Tuesday, October 14

Love will come back around

what happens when being obedient isn't so cut and dry?

what if you don't know which way is the right way?

what do you do then? do you sit and wait, knowing He will make His way clear?

or do you act, knowing that He is faithful and will be glorified in whatever decision you make?

I have never been so stuck before, in so many ways. I can do one thing, and be fine... I can do another thing...
and be fine. but I don't want to be fine. I want to be obedient.

I want to hear what He is telling me and do what He wants. but I can't hear what He is telling me.
and I don't know what He wants.

I feel useless, pointless, without a purpose. I'm struggling with trusting that He will reveal His plan when His time comes.

"Don't be troubled. You trust God, now trust in me...
I am the Way, the Truth, and the Life.
No one can come to the Father except through me."

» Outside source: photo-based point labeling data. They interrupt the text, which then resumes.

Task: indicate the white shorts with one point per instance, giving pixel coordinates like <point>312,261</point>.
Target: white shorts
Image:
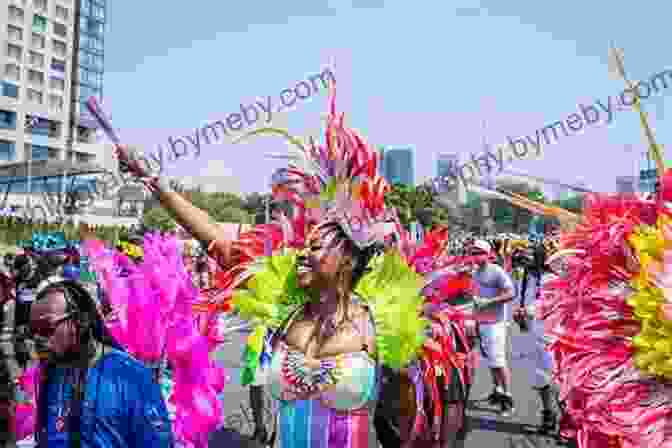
<point>260,376</point>
<point>494,343</point>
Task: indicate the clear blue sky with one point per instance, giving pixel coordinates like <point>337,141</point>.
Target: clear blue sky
<point>422,73</point>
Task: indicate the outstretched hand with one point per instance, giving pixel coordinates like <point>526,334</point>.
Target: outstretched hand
<point>86,232</point>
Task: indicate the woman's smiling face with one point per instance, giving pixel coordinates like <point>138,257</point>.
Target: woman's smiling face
<point>319,265</point>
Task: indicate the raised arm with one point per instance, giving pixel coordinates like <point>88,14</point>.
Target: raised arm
<point>193,219</point>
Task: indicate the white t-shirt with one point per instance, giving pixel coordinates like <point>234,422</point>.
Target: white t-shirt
<point>492,279</point>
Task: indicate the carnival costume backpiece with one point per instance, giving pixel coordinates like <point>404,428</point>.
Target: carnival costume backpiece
<point>154,320</point>
<point>334,185</point>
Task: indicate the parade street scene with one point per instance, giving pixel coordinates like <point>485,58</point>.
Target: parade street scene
<point>335,224</point>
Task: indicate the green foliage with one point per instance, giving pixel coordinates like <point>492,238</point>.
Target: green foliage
<point>157,218</point>
<point>221,206</point>
<point>416,204</point>
<point>573,203</point>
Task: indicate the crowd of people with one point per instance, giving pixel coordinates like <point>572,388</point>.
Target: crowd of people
<point>349,319</point>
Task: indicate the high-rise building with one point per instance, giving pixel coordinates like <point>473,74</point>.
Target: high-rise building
<point>626,184</point>
<point>51,63</point>
<point>446,164</point>
<point>399,165</point>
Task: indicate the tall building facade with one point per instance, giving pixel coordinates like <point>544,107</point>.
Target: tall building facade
<point>399,165</point>
<point>626,184</point>
<point>51,62</point>
<point>446,164</point>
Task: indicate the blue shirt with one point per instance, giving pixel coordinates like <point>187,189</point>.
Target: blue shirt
<point>122,407</point>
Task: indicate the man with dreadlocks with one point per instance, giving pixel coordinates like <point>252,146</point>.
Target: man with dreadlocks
<point>91,393</point>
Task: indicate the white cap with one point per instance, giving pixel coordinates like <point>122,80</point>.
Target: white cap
<point>482,245</point>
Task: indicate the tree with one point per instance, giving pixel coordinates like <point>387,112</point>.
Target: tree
<point>222,207</point>
<point>417,204</point>
<point>572,204</point>
<point>157,218</point>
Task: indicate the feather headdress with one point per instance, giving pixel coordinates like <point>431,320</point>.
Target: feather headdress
<point>337,180</point>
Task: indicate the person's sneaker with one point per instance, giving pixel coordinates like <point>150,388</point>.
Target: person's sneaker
<point>548,421</point>
<point>494,399</point>
<point>508,408</point>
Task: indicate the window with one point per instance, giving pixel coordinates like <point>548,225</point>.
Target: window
<point>57,72</point>
<point>35,77</point>
<point>98,12</point>
<point>34,96</point>
<point>40,5</point>
<point>40,152</point>
<point>62,13</point>
<point>16,14</point>
<point>56,102</point>
<point>39,24</point>
<point>7,151</point>
<point>10,90</point>
<point>60,48</point>
<point>37,41</point>
<point>7,119</point>
<point>15,33</point>
<point>14,52</point>
<point>85,92</point>
<point>13,72</point>
<point>57,84</point>
<point>54,129</point>
<point>60,29</point>
<point>90,60</point>
<point>92,27</point>
<point>36,59</point>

He is the Way. I abide in Him, and He in me... When I abide, I am following the Way, because He is the Way.

When I realized this on Sunday, I was comforted. Still slightly freaking out. But comforted.
Those decisions I have to make do not hold any weight to following the Way.
That is my only purpose... to abide and glorify. Nothing else matters.

So while I don't know right now what decision to make, it doesn't matter.
As long as I am following the Way.

He will let me know when we get there.